As she walked over an immaculately clipped lawn towards the belt of woodland, it occurred to her that there was another side of the coin to not being ebenbürtig. She would never be in Vicky’s position of having, for dynastic reasons, to marry a man who was not of her choice, when she was in love elsewhere – as May was sure Vicky was with Louis. But would anyone not royal, but aristocratic, marry her, when she would come to marriage without a dowry? And was marriage to someone not aristocratic out of the question, because it would simply never be allowed?
May knew that at her age she shouldn’t be worrying about her future marriage prospects in this way, but she couldn’t help it and, up to now, there had never been anyone she felt she could share her worries with. Now, however, there was.
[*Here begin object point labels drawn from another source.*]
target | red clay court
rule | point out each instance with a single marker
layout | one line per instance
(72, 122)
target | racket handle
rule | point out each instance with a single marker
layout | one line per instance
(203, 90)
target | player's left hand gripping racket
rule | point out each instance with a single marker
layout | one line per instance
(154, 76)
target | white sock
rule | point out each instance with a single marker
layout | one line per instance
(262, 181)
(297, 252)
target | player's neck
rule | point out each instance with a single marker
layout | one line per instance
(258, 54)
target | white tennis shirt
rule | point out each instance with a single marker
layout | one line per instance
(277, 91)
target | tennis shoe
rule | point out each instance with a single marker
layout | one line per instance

There was Cousin Willy.
He was already seated in the sketching alcove as they walked up to it, and the first thing he did, on rising to his feet, was to hand Alicky a sealed envelope with the House of Hohenzollern crest on it.
‘There’s something I want to talk to you about,’ May said to him, as Alicky put the letter safely in her peggy-purse. ‘The Queen has been talking to cousins not much older than I am about their future marriage prospects, but she’s never going to have a chat like that with me, because I’m not ebenbürtig.’
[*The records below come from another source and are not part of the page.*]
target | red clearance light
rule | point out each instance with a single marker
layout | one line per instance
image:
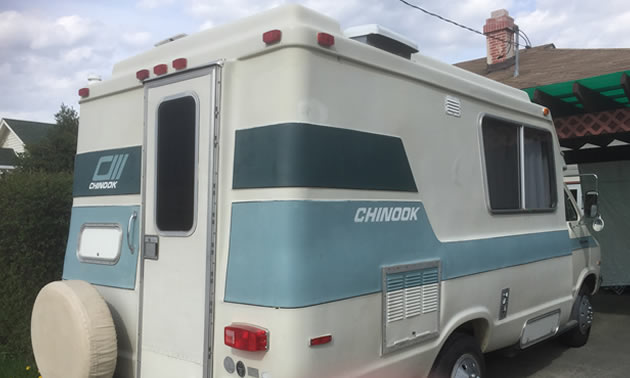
(272, 36)
(245, 337)
(325, 39)
(142, 75)
(180, 64)
(160, 69)
(321, 340)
‘That’s a funny word.’ Alicky looked up, interested. ‘What does it mean?’
‘It means “of equal birth”.’
Seeing that Alicky was still puzzled, May added, ‘It means I’m semi-royal and that I don’t have the title Royal Highness, only Serene Highness.’
‘And what is it about being a Serene Highness, and not a Royal Highness, that you want to talk to me about?’ Willy asked.
‘Because I’m not of equal birth and no royal marriage will be arranged for me, what will happen to me? Will anyone aristocratic want to marry
me, when I’m not an heiress? Papa has no fortune, for he was only an officer in the Austrian Army when he and Mama married, and he and Mama are always in financial difficulties.’
Willy frowned and twirled an end of his narrow, upturned moustache. ‘Then perhaps the Queen will settle a dowry on you.’ He didn’t sound hopeful. ‘Or perhaps a rich member of the peerage – so rich it won’t matter to him that you are not an heiress − will fall in love with you?’
‘But is that likely to happen, when I’m so very gawky and plain? And as I’m gawky and plain now, I suppose I will still be gawky and plain in another four or five years’ time.’
Unable to deny that what she’d said was a very likely possibility, Willy said nothing.
Not having expected him to, May said dejectedly, ‘And so what is to become of me, Willy? Will I have to marry a commoner?’
‘Lieber Gott, May! You will never be allowed to do that.’ When he was at Osborne, Willy’s English seldom lapsed into German unless other relatives were speaking it, or unless the Queen – in memory of her late beloved husband – interjected a German expression into the conversation. That Willy had done so showed May more clearly than anything else that marrying a commoner was never going to be an option.
Alicky’s pretty face was deeply concerned. ‘Does that mean you are too royal to marry anyone who isn’t, May? And that you are not royal enough to marry anyone who is?’
May squeezed her hand. ‘Yes, Alicky, I think it does. And it makes me feel an outsider and as if I’m not quite part of the family – just as Cousin Willy’s arm makes him feel an outsider and as if he’s not part of the family.’
Willy put his good arm around her shoulders. ‘Then, May, we are kindred spirits. And now we should walk back, so that Alicky can deliver my letter to Ella.’
As they rose to their feet, Alicky said, ‘What is a “kindred spirit”, Cousin Willy?’